(If you're reading these posts in reverse chronological order, be aware that this Book Report is the last one of a series. This book report is for Beautiful Code, a book of essays. Rather than try to review all of the essays at once, I chunked them into blog posts, a few chapters each.) (If you're reading these posts in forward chronological order, you reached the last one! But you probably already figured that out.)
When a Button is All that Connects You to the World / Arun Mehta
I didn't know what to make of this chapter. It's a HCI exercise, inspired by Stephen Hawking: how would you design a computer UI for someone who can just press one button? But Stephen Hawking doesn't use their software. It's not clear that anyone uses this software.
Emacspeak: the Complete Audio Desktop / T.V. Raman
Every so often at work, I see a message on a distribution list from this software developer, T.V. Raman. It's usually about how to use some API for some Web2.0-ish page. At first, these messages surprised me. I suppose I was prejudiced. I kept thinking, Wait, how did this blind guy even notice that this totally visual page had useful information on it? How does he make as much progress around the web as he does? I asked him for some background once, and he gave me an answer that didn't make much sense: it sounded like he'd set up the Emacs text editor to browse web page, screen-scrape useful information out of them, and speak it. But that couldn't be right, could it? Surely I was misunderstanding? But that's what he did.
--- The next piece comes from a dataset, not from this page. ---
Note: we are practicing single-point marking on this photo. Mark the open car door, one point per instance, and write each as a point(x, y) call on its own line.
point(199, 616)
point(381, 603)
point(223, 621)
In this essay, Raman gives us a glimpse into his Emacs configuration, how he put it together, how he's built it up. He talks about the early days of the web, before pages got all visually fancy. He talks about why he likes some parts of Web2.0: the APIs. They reveal data--unadorned with presentation. He knows how to program Emacs to fetch, parse, and speak the data he's interested in. In this article he talks about how he uses Emacs' advice feature to add text-to-speech support. I think I understand it now. I think I understand how this guy bootstrapped his system, turned Emacs into his window to the world.
Code in Motion / Laura Wingerd and Christopher Seiwald
Ha ha, folks from Perforce, a revision control system, wrote this essay about writing code so that you can understand it when you need to revise it years later. That's cute. This was a fun essay.
Writing Programs for "The Book" / Brian Hayes
This essay was pretty cool, though it's not clear how mere mortals are supposed to put its method into practice. Hayes was working on a geometry problem: testing three points for collinearity. He tries a few methods that don't work. So then he tries the best method: he posts to his blog, asking for help. Soon, he gets tons of advice, including one really great set of lecture notes which has a good solution.
How many computational geometers read your blog? Yeah, maybe I have one, but I don't know that he reads often. I'm not sure that Hayes' method would work for me.
The best part about this article was when I recognized the name of the author. Brian Hayes wrote the article about Markov-chain-generated text that inspired my Daily Nonsense page. Nowadays he has a blog. So I spent the rest of the day catching up on two years of archives on that. And I subscribed to his blog. I'm not a computational geometry expert, but maybe he'll be stumped by some Japanese ska trivia someday and I can help out.